İlhami İnceöz
‘’DERVİŞ İŞİ, AŞK’A ZİKİR; KALMADI ONDA, BAŞKA FİKİR!’’
‘’DERVİŞ İŞİ, AŞK’A ZİKİR; KALMADI ONDA, BAŞKA FİKİR!’’
Dinsize, İman’dan bahsedilmez. İsterseniz deneyin. Çabalamak, boşa değil, çapalamak, taşa değil! Deneyin! O rüzgar o kayadan, toz koparamayacaktır. Hele kökleşmiş dinsizlikse, karşınızdaki sahibine, katmerli imansızlığın her türünü, beraberinde hediye getirmiştir.
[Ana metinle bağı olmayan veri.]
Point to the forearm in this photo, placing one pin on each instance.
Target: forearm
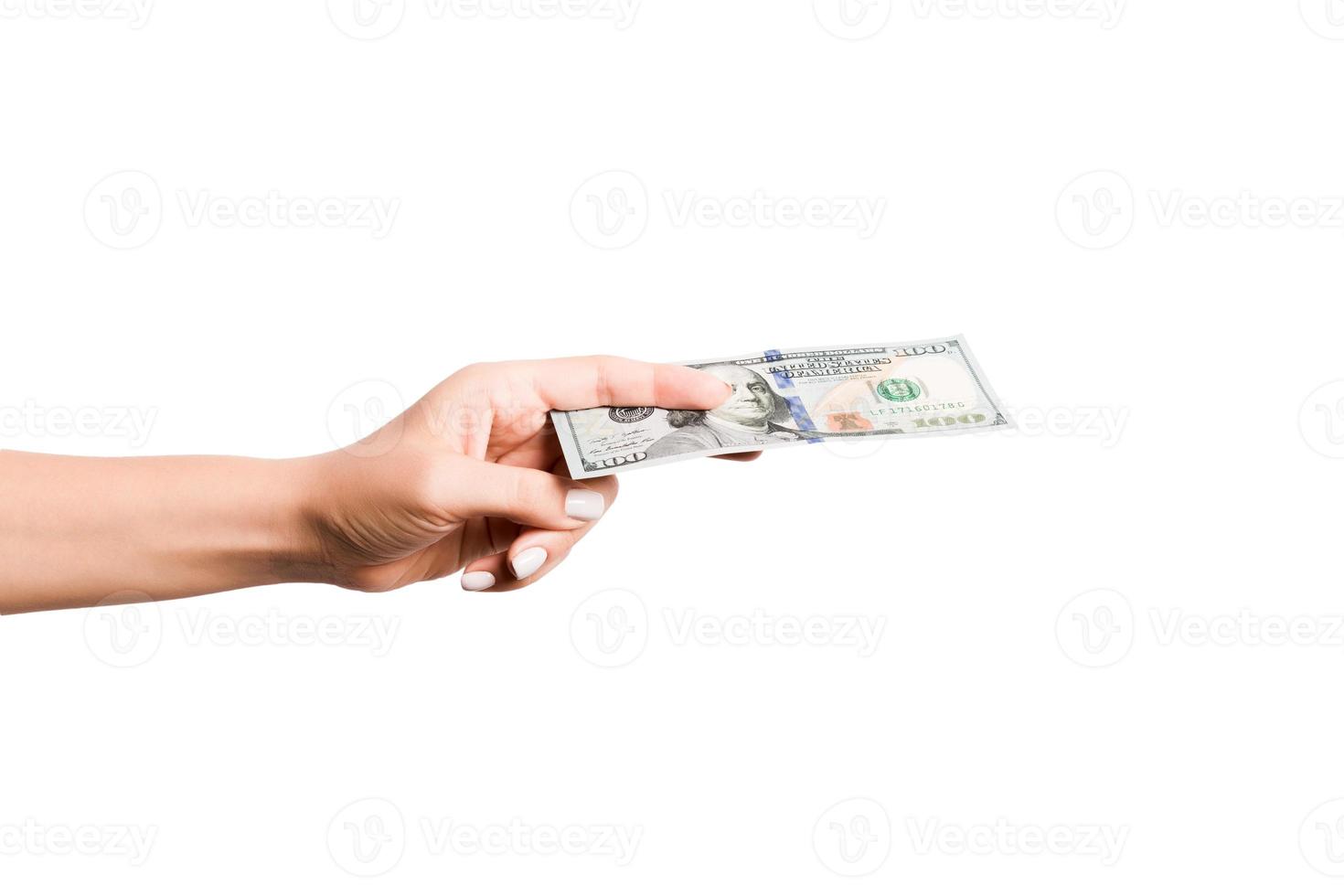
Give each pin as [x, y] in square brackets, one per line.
[76, 531]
Ne mevzu olduğunun önemi yok, ‘’sonuç taa en baştan, oruç, sahurdaki aştan bellidir.’’ Bir şey değişmeyecektir. Değer mi değmez mi, deneyen görür? Böylelerine, vahiy de sunsan, kanıt da bulsan, deney de yapsan, belgeyle, diplomayla, fermanla da ispatlasan, fikri değişmez.
Mevzumuz iman ya da imansızlık değil, kökleşmiş imansızlık gibi kökleşmiş fikirlere sahip olanlardır. Kimsenin dini, imanı, bizim meşgalemiz değildir. Ama kökleşmiş yanlış fikirler, herkesi bir nebze de olsa, ilgilendirir!
‘’Derviş işi, aşk’a zikir; kalmadı onda, başka fikir!’’ olsa, her şeyden iyi!
2000’li yılları Aksaraylılar olarak, Aksaray’ın tanıtılmasında çoğunlukla, işte bu kafada insanlarla, ete dişe dokunmayan işlerle, göze ve gönle hoş gelmeyen restorelerle, tavuğu cücüğe çeviren, çok da önemli sayılamayacak şeyler yaparak ya da bazen hiçbir şey yapamadan ‘’şehrimiz tanınmıyor, Aksaray’ımız bilinmiyor, televizyonlarda, gazetelerde görülmüyor, duyulmuyor!’’ diye diye, diye diyee aştık. Allah’tan bir dönem uzaylılar yardımımıza koştu da, biraz olsun Türkiye’ye sesimizi duyurduk!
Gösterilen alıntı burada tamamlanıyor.